At that time, the company did not disclose the terms of the deal.
Today, Belden said in a filing with securities regulators that it paid $75.8 million plus the assumption of $18.4 million of debt for a company it acquired on February 8, 2018 (the same day it confirmed the SAM acquisition).
This equates to an enterprise value of $94.2 million.
Based on filings with the UK government, SAM’s parent company had revenue of £90.8 million ($123 million USD at 2016 average exchange rate) through December 31, 201, and increase of 20.3% from £75.4 million ($115.2 million USD at 2015 average exchange rate) for the 12 months ending December 31, 2015.

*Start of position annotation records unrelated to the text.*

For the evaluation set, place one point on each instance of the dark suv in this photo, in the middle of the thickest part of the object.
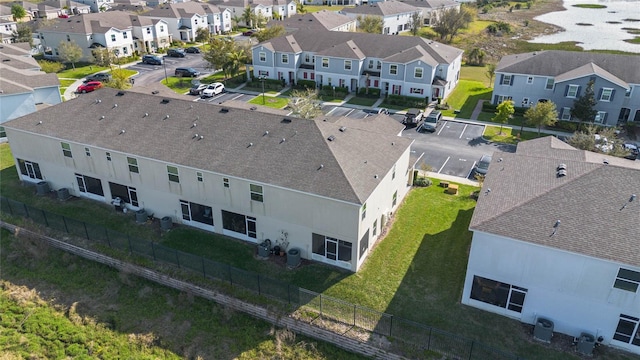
(186, 72)
(152, 60)
(102, 77)
(176, 53)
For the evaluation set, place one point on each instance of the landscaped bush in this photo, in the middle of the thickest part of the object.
(372, 92)
(422, 181)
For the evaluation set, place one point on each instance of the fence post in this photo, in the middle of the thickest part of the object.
(354, 314)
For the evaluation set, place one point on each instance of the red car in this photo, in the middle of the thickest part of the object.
(89, 86)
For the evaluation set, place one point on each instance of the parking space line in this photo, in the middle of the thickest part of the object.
(462, 133)
(443, 165)
(470, 171)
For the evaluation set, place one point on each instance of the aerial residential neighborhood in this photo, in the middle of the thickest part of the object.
(437, 188)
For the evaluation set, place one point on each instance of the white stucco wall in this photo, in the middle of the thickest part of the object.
(574, 291)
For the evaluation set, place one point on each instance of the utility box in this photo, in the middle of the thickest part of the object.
(586, 343)
(543, 330)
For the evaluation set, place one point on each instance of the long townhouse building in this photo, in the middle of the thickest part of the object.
(399, 65)
(329, 184)
(562, 77)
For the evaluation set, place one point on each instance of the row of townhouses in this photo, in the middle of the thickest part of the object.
(563, 76)
(330, 184)
(24, 88)
(405, 65)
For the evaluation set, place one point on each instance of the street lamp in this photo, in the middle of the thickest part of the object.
(262, 79)
(525, 104)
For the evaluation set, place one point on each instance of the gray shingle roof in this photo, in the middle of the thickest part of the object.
(371, 45)
(382, 8)
(289, 155)
(318, 20)
(555, 63)
(527, 198)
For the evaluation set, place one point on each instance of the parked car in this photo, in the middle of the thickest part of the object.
(89, 87)
(633, 151)
(412, 117)
(176, 53)
(213, 89)
(102, 77)
(152, 60)
(430, 122)
(187, 72)
(483, 165)
(196, 89)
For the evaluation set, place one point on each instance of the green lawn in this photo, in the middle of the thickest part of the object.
(362, 101)
(465, 97)
(270, 101)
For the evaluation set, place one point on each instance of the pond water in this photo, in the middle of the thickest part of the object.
(605, 30)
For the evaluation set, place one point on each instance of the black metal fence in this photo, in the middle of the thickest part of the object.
(413, 338)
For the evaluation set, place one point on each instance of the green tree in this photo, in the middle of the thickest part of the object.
(583, 107)
(101, 57)
(476, 56)
(451, 21)
(69, 51)
(305, 104)
(202, 35)
(491, 73)
(270, 33)
(504, 111)
(248, 16)
(416, 23)
(23, 34)
(18, 12)
(541, 114)
(370, 24)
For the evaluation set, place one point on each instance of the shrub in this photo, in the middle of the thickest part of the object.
(50, 66)
(422, 181)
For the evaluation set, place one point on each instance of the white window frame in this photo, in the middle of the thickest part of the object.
(607, 94)
(549, 84)
(173, 173)
(572, 91)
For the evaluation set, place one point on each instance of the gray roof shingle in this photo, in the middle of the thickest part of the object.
(527, 198)
(371, 45)
(555, 63)
(235, 143)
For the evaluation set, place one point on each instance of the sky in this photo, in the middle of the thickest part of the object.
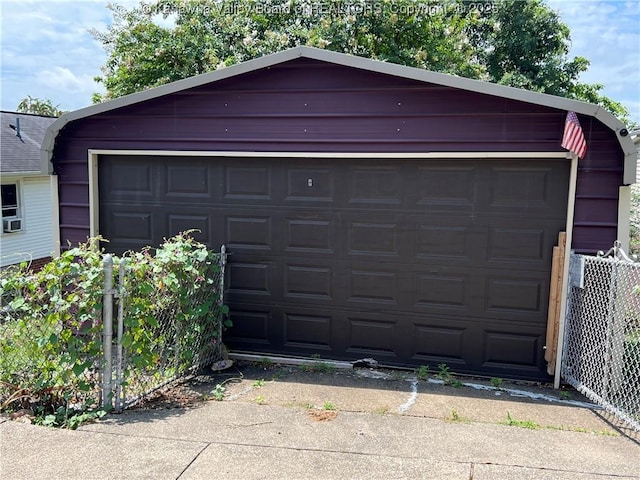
(47, 52)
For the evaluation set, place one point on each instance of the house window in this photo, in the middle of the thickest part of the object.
(9, 201)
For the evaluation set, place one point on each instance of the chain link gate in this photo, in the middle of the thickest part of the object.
(602, 332)
(179, 348)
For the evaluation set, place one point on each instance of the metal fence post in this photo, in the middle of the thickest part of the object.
(119, 353)
(107, 334)
(223, 264)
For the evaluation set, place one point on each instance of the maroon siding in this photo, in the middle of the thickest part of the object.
(310, 106)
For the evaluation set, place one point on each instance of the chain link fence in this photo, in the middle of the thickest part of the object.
(601, 357)
(184, 330)
(90, 331)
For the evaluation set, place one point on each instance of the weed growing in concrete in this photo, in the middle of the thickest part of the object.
(512, 422)
(446, 376)
(218, 392)
(496, 382)
(328, 406)
(422, 372)
(318, 367)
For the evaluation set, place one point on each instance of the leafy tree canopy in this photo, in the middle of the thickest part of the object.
(38, 106)
(517, 43)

Based on its previous acquisitions in the broadcast industry, Belden typically pays around 8x EBITDA when it buys a company. If that was the case in the SAM transaction, it would mean that SAM’s EBITDA over the trailing twelve months prior to the acquisition was $11.775 million. However, in its filing with UK regulators, SAM said it had EBITDA of -£1.6 million for the 12 months ending on December 31, 2016. Performance for the full year 2017 is unknown.

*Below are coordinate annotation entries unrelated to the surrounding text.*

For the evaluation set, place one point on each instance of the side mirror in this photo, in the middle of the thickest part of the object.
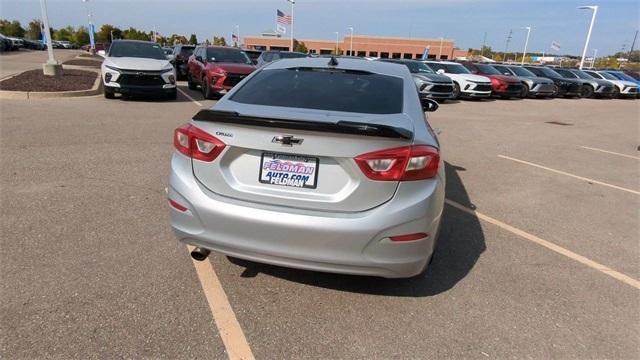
(430, 105)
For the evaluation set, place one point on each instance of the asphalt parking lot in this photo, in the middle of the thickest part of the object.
(546, 267)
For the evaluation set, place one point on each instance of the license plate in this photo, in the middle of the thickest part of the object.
(289, 170)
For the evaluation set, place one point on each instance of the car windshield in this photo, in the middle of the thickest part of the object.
(450, 68)
(623, 76)
(228, 55)
(549, 72)
(136, 49)
(607, 76)
(582, 74)
(521, 71)
(566, 73)
(488, 69)
(595, 75)
(324, 89)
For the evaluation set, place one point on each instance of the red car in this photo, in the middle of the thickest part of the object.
(217, 69)
(501, 85)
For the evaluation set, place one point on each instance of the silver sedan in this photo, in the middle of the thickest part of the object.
(324, 164)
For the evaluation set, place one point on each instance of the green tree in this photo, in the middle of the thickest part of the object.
(299, 46)
(104, 35)
(219, 41)
(11, 28)
(64, 34)
(34, 30)
(81, 35)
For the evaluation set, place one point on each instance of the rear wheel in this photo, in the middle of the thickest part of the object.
(456, 90)
(190, 83)
(587, 91)
(525, 91)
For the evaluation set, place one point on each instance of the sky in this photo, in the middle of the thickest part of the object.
(465, 21)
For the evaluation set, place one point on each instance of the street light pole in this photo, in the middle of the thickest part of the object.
(293, 2)
(351, 38)
(593, 19)
(51, 67)
(526, 42)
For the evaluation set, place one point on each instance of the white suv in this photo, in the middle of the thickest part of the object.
(464, 82)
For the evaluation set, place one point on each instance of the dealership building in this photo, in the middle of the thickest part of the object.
(362, 45)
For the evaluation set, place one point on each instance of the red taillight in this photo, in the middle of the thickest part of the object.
(409, 237)
(417, 162)
(197, 143)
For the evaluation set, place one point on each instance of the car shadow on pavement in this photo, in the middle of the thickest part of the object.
(460, 245)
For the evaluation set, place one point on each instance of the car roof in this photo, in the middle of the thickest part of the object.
(344, 63)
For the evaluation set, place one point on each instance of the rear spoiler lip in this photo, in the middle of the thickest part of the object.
(341, 127)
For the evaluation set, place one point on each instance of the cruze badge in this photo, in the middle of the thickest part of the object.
(287, 140)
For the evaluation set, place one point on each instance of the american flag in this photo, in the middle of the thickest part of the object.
(283, 18)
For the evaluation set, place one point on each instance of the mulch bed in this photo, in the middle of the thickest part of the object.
(83, 62)
(35, 80)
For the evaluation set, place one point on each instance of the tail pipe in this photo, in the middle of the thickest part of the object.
(200, 254)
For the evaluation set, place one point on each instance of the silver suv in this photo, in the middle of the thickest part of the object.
(313, 163)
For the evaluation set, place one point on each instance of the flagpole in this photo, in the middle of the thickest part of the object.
(292, 20)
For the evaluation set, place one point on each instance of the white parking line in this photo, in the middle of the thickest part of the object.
(230, 331)
(549, 245)
(190, 98)
(571, 175)
(611, 152)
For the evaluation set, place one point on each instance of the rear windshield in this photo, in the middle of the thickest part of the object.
(324, 89)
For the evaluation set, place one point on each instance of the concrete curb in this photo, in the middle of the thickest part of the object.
(26, 95)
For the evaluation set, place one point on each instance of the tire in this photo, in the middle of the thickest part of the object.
(190, 83)
(456, 91)
(109, 94)
(206, 91)
(525, 91)
(587, 91)
(616, 92)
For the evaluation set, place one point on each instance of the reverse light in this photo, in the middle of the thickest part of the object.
(197, 143)
(408, 237)
(416, 162)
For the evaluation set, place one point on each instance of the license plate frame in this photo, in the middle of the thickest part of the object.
(292, 178)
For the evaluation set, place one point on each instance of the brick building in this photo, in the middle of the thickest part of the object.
(374, 46)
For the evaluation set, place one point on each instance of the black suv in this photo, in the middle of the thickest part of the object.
(181, 55)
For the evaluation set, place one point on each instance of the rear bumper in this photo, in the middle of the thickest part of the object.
(351, 243)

Given SAM’s growth from 2015 to 2016, the company may have achieved positive EBITDA, but the full details won’t be known until Belden provides additional information about the transaction (which it said it will do closer to the 2018 NAB Show). It’s also possible that the valuation was based on a multiple of SAM’s sales in 2017.
Attend the 2018 Devoncroft Executive Summit to hear more about Belden’s strategy
For those wondering about Belden’s plans for SAM, and whether it continues to look for M&A targets in the broadcast industry, join us on April 8, 2018 to find out.
That’s the date of the seventh annual “Devoncroft Executive Summit: The Business of Media Technology,” where Belden CEO John Stroup will be take part in a panel of broadcast technology supplier CEOs.
The relevant text from Belden’s filing has been pasted in below:
Note 28: Subsequent Events
On February 8, 2018, we acquired a company for a purchase price of $75.8 million, plus we assumed debt of $18.4 million. The acquisition includes a potential earn-out for which we have not yet estimated a fair value. This acquisition was funded with cash on hand.
We are in the preliminary phase of the purchase accounting process, including obtaining third party valuations of certain tangible and intangible assets acquired. As such, the purchase accounting process is incomplete and we cannot provide the required disclosures of the estimated fair value of the assets and liabilities acquired for this business combination.